In secondo luogo è vero che il Parlamento europeo non ha poteri di controllo, ma questa non è una novità della riforma, era così anche in precedenza. È poi vero che il Mes aumenti il proprio peso decisionale, ma la Commissione mantiene vasti poteri sostanziali. Dunque è fortemente esagerato attribuirle «un ruolo puramente notarile».

In conclusione

Il 27 gennaio si è concluso il percorso di riforma del Mes all’interno delle istituzioni dell’Unione europea, con l’approvazione da parte dei rappresentanti dei 19 Stati membri dell’area euro. Ora la parola passa ai Parlamenti nazionali che dovranno ratificare l’accordo, che quindi entrerà in vigore quando sarà ratificato da tutti gli organi legislativi dei 19 Stati.

Le principali novità della riforma sono cinque e riguardano la funzione di “backstop” che il Mes avrà nei confronti del Fondo di risoluzione unico (Fsr), il maggior ruolo del Mes nella concessione e gestione dei prestiti, la revisione di alcuni strumenti del Mes, il ruolo del Mes di mediatore tra Stati e investitori privati in caso di ristrutturazione del debito e, infine, la modifica delle clausole di azione collettiva (Cac) dei titoli del debito degli Stati dell’area euro, da maggioranza doppia a singola.
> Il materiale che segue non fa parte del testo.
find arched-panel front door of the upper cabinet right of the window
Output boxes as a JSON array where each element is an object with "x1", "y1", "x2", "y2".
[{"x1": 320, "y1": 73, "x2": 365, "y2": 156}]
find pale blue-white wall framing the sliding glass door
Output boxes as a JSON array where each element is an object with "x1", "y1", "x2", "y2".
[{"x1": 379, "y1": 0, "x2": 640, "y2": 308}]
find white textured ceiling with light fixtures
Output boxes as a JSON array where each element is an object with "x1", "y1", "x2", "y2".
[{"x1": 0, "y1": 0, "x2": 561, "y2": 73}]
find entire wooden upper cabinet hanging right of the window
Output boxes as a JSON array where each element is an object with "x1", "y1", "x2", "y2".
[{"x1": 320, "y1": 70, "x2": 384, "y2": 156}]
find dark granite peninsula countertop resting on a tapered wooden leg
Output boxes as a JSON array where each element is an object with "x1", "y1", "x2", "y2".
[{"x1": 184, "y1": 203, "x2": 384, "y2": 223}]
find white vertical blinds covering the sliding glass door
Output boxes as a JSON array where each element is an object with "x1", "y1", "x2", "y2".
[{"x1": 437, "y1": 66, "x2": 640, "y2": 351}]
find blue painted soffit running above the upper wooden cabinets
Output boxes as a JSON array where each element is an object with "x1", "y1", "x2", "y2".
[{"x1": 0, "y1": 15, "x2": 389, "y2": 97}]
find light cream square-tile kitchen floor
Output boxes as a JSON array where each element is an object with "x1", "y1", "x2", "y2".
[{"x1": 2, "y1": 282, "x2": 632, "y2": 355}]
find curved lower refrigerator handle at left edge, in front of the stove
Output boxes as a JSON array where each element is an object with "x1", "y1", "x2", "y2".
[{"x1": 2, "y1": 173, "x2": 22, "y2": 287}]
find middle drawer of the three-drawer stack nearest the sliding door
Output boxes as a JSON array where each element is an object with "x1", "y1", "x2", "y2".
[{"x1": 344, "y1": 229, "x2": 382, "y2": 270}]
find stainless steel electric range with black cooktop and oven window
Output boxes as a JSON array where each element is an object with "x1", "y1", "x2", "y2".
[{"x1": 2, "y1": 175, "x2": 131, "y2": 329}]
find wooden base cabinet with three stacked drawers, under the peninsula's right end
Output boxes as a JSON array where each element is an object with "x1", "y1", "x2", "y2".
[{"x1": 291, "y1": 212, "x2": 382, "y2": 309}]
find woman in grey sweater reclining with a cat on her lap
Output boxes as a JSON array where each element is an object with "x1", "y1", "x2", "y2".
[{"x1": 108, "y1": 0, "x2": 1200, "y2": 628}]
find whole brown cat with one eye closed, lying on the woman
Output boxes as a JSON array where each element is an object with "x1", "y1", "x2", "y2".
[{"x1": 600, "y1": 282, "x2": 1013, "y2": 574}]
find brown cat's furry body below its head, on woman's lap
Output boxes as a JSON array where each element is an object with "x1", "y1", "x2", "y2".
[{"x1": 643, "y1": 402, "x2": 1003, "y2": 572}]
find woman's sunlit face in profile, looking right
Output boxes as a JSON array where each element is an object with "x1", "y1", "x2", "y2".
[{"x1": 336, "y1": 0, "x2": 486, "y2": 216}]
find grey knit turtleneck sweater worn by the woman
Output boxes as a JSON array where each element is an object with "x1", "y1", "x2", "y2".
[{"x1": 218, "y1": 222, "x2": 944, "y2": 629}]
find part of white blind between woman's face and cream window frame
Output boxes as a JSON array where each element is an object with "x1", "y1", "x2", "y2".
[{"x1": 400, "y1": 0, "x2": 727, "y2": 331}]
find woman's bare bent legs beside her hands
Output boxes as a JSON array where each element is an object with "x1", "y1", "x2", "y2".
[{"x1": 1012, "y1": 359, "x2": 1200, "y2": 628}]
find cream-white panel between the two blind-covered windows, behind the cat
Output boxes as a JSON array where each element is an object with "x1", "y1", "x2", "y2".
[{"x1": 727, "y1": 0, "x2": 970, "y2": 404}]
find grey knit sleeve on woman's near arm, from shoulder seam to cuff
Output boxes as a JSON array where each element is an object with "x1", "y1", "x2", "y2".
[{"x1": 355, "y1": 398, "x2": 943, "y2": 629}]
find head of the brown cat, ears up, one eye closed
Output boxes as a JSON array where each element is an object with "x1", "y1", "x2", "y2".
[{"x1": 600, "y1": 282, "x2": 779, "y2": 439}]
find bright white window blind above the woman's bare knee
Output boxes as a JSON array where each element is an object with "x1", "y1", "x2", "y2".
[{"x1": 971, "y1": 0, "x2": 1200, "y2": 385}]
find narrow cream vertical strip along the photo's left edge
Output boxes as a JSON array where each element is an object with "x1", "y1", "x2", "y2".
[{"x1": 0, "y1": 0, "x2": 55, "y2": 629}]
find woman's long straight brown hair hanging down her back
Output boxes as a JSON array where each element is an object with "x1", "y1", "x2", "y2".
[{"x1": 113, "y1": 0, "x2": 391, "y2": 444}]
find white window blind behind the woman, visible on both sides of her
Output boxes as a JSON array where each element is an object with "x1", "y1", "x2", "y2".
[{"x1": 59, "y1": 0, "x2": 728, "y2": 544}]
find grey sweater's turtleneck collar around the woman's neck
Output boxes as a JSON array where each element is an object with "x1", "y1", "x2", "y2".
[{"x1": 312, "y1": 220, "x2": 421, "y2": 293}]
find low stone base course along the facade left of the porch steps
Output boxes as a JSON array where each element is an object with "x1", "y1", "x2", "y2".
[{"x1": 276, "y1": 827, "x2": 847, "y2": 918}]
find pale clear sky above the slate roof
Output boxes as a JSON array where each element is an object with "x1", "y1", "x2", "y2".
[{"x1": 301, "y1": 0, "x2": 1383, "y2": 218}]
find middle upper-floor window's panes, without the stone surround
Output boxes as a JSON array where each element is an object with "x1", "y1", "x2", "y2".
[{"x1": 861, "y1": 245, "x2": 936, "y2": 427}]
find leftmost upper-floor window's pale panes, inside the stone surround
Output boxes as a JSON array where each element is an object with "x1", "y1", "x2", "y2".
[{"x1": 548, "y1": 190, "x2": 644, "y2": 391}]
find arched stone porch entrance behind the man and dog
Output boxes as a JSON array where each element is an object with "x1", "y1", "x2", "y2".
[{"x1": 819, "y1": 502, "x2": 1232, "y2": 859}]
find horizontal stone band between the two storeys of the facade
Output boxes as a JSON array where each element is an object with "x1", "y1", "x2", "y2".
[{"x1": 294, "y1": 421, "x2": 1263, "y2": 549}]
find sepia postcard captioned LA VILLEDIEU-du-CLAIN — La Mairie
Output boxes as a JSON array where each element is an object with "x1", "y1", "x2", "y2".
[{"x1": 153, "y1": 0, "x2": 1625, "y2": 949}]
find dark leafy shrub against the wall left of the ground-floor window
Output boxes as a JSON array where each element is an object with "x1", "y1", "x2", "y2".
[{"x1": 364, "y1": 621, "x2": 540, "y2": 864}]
Non è vero, come abbiamo visto, che con la riforma l’Italia corra il rischio di non avere un potere di veto sulla concessione dei prestiti ed è fortemente esagerato sostenere che la Commissione venga ridotta a «un ruolo puramente notarile». Ragioni, queste, addotte da Berlusconi per motivare la contrarietà di Forza Italia alla riforma a fine 2020.